I am a long time lover of the old Cragar SS wheels. I ran them on my 66 GTO from when I bought it in 85 until the fire got it in 2007. But like everyone else I hated the fact that you could never get them balanced properly because of the universal fit and the shank mag lugs.

Now Cragar has the new 61 and 610 series SS wheels that are now bolt pattern specific and have eliminated the need for the shank lugs. The wheels are made for the 4.75 bolt pattern of the GTO's and use a 60 degree conical acorn lug instead of the shank lugs.

My question is. Has anyone tried these and did Cragar get rid of the balance problems that were inherent to the old SS wheels? I guess that is really two questions in one.

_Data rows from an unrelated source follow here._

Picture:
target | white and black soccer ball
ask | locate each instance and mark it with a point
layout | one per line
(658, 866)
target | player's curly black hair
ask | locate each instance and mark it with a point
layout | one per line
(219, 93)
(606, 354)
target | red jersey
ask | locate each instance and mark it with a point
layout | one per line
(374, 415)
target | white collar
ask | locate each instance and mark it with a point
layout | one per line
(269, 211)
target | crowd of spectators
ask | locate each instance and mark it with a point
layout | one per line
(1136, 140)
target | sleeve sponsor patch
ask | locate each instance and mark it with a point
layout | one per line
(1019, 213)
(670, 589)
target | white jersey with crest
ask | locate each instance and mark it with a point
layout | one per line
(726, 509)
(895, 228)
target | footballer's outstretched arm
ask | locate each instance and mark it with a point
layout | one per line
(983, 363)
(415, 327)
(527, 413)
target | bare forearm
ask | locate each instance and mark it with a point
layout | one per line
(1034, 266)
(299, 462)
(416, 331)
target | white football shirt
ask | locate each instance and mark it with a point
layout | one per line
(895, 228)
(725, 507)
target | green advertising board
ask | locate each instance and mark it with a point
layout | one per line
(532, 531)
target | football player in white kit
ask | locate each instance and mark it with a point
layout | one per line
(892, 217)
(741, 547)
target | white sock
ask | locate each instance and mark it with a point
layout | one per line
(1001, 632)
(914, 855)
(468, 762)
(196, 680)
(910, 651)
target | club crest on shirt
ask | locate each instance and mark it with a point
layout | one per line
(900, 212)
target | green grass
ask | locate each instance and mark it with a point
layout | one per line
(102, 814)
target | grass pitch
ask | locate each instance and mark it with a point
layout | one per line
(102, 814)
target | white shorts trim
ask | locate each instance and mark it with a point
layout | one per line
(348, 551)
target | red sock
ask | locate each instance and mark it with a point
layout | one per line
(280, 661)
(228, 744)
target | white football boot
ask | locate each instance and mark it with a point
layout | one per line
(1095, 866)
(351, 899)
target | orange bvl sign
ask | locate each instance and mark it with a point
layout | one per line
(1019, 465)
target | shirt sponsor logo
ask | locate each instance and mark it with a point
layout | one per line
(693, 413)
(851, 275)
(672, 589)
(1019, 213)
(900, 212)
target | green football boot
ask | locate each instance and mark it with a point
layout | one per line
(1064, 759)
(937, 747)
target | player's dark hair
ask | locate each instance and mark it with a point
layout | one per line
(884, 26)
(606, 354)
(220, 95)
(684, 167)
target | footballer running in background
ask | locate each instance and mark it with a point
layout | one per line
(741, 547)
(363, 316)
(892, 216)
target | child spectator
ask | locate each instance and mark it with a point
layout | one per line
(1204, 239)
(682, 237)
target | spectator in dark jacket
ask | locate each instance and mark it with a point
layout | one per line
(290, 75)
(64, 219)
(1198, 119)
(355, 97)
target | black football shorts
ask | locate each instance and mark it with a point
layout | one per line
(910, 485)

I would love to put these on the 65 I am rebuilding, but not if they still vibrate.

Thanks,
Dale


----------



## injn37 (Nov 16, 2008)

Got the all cast aluminum , chrome plated SS's on my 65. I think they look better than the old steel/alum originals, and I have no shake problems. I have not taken it them up to supersonic speed yet, but at 70-80 no probs!

rich


----------



## DaleGolds (Oct 25, 2010)

injn37 said:


> Got the all cast aluminum , chrome plated SS's on my 65. I think they look better than the old steel/alum originals, and I have no shake problems. I have not taken it them up to supersonic speed yet, but at 70-80 no probs!
> 
> rich


Are the ones you got the 610Cseries? What size tires are you running on the front and do you have any clearance issues?
Thanks Dale


----------



## injn37 (Nov 16, 2008)

Dale,

These are the 610 series. They are the 15 x 7 with a 4.25 backspacing.
I am running 255 70 on the back, and I am having a brain fart as to the the fronts. I will check tomorrow on the front size. I did a lot of figuring as to the fitment for front clearance, and the sixe I am using do fit with no problem.
Will respond tomorrow, unless another brain fart!

rich


----------



## DaleGolds (Oct 25, 2010)

injn37 said:


> Dale,
> 
> These are the 610 series. They are the 15 x 7 with a 4.25 backspacing.
> I am running 255 70 on the back, and I am having a brain fart as to the the fronts. I will check tomorrow on the front size. I did a lot of figuring as to the fitment for front clearance, and the sixe I am using do fit with no problem.
> ...


Rich,
I appreciate it. The reason I ask is because I would like to use 15X7 rims with 235/60/15s on all four corners. I know they will work on the rear but I have heard some say theirs rub on the front while others say theirs don't. Most of them are running Rally Is and IIs. So it is nice to find someone running Cragar SS rims.
Dale


----------



## injn37 (Nov 16, 2008)

Dale,
My front tires are 215 R65 15's. I took three picts for you. Front tire , tire straight ahead. Front tire turned to smallest gap to front edge of fender. I put a ruler there so you could see there is about 3/4" clearance. And one of the rear.
Hope this helps.

rich


----------



## DaleGolds (Oct 25, 2010)

injn37 said:


> Dale,
> My front tires are 215 R65 15's. I took three picts for you. Front tire , tire straight ahead. Front tire turned to smallest gap to front edge of fender. I put a ruler there so you could see there is about 3/4" clearance. And one of the rear.
> Hope this helps.
> 
> rich


I was considering the 215/65/15 if the 235/60/15 would not fit in the front, but by your pictures there should be plenty of room for the 235s. They are the same height as the 215/65, just wider. I think I will buy just two tires first and try them on the front. If they fit I will get two more for the rear. If they don't fit I will put the 235s on the rear and get the 215s for the front.
Thanks for taking the time to take the pictures.
Dale


----------



## injn37 (Nov 16, 2008)

sounds like a plan. I got the fit to work by going with a deeper back space.I tried the same tires with another set of rims that had a 3.25 back space and had the tires catch the fender lip on the front.

rich


----------



## likethat (Oct 5, 2007)

Are you running taller spring Injn?


----------



## Rukee (Feb 8, 2007)

My friend makes eccentric rings for the older Cragars that center the rims over the hub. They work perfectly. $30.00 a set of 4.


----------



## injn37 (Nov 16, 2008)

Likethat.... nope, running the stock replacement springs that Ames has. The 255 fit's fairly snug, but no contact either inside outside or up inside!

rich


----------